A Step-By-Step Guide For Creating Advanced Python Data Visualizations With Seaborn / Matplotlib

Shiutang Li
Apr 24, 2020


Although there’re tons of great visualization tools in Python, Matplotlib + Seaborn still stands out for its capability to create and customize all sorts of plots.

In this article, I will go through a few sections first to prepare background knowledge for some readers who are new to Matplotlib:
  1. Understand the two different Matplotlib interfaces (It has caused a lot of confusion!) .
  2. Understand the elements in a figure, so that you can easily look up the APIs to solve your problem.
  3. Take a glance of a few common types of plots so the readers would have a better idea about when / how to use them.
  4. Learn how to increase the ‘dimension’ of your plots.
  5. Learn how to partition the figure using GridSpec.

Then I’ll talk about the process of creating advanced visualizations with an example:
  1. Set up a goal.
  2. Prepare the variables.
  3. Prepare the visualization.

Let’s start the journey.

Two different Matplotlib interfaces

There’re two ways to code in Matplotlib. The first one is state-based:

import matplotlib.pyplot as plt
plt.figure()
plt.plot([0, 1], [0, 1],'r--')
plt.xlim([0.0, 1.0])
plt.ylim([0.0, 1.0])
plt.title('Test figure')        
plt.show()

Which is good for creating easy plots (you call a bunch of plt.XXX to plot each component in the graph), but you don’t have too much control of the graph.

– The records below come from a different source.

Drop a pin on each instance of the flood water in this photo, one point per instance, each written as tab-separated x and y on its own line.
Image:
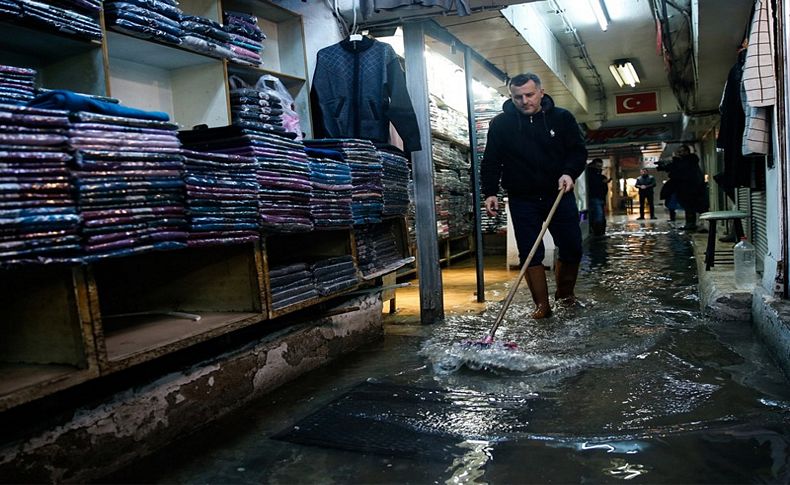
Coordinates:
633	384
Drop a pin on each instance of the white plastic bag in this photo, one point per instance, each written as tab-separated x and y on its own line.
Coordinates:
273	86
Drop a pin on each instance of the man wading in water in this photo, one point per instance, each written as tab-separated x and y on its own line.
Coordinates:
534	149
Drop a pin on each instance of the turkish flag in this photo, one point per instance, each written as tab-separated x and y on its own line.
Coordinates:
636	103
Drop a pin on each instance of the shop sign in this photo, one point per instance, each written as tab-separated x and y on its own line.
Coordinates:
636	103
629	134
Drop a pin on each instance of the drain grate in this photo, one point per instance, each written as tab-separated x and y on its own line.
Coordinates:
394	420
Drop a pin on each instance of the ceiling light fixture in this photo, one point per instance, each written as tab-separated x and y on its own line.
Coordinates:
601	14
624	73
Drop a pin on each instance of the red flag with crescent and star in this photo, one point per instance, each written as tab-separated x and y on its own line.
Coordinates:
636	102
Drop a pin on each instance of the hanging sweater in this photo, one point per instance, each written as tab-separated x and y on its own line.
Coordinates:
529	153
358	89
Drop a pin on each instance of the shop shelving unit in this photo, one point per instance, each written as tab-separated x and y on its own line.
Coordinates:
156	303
305	248
63	325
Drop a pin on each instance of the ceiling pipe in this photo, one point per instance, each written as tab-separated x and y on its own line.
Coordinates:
585	57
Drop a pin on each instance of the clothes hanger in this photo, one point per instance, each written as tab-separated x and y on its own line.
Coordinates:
355	36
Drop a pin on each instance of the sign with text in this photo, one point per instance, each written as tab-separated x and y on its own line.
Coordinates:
636	103
629	134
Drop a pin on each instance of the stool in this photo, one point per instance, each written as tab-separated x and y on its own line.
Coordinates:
712	218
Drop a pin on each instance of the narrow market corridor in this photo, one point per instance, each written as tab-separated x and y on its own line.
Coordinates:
633	383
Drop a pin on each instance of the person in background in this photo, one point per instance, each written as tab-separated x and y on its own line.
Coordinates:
688	184
646	183
597	188
536	149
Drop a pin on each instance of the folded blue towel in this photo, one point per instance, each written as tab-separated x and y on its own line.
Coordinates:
71	101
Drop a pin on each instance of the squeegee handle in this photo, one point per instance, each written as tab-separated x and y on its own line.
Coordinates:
524	266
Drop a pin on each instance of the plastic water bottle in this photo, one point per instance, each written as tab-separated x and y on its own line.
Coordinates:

The other one is object-oriented:

import matplotlib.pyplot as plt
fig, ax = plt.subplots(figsize=(3,3))
ax.bar(x=['A','B','C'], height=[3.1,7,4.2], color='r')
ax.set_xlabel(xlabel='X title', size=20)
ax.set_ylabel(ylabel='Y title' , color='b', size=20)
plt.show()

It will take more time to code but you’ll have full control of your figure. The idea is that you create a ‘figure’ object, which you can think of it as a bounding box of the whole visualization you’re going to build, and one or more ‘axes’ object, which are subplots of the visualization, (Don’t ask me why these subplots called ‘axes’. The name just sucks…) and the subplots can be manipulated through the methods of these ‘axes’ objects.

(For detailed explanations of these two interfaces, the reader may refer to
https://matplotlib.org/tutorials/introductory/lifecycle.html
or
https://pbpython.com/effective-matplotlib.html )

Let’s stick with the objected-oriented approach in this tutorial.

Elements in a figure in object-oriented interface

The following figure taken from https://pbpython.com/effective-matplotlib.html explains the components of a figure pretty well:


Let’s look at one simple example of how to create a line chart with object-oriented interface.

fig, ax = plt.subplots(figsize=(3,3))
ax.plot(['Alice','Bob','Catherine'], [4,6,3], color='r')
ax.set_xlabel('TITLE 1')
for tick in ax.get_xticklabels():
    tick.set_rotation(45)
plt.show()

In the codes above, we created an axes object, created a line plot on top of it, added a title, and rotated all the x-tick labels by 45 degrees counterclockwise.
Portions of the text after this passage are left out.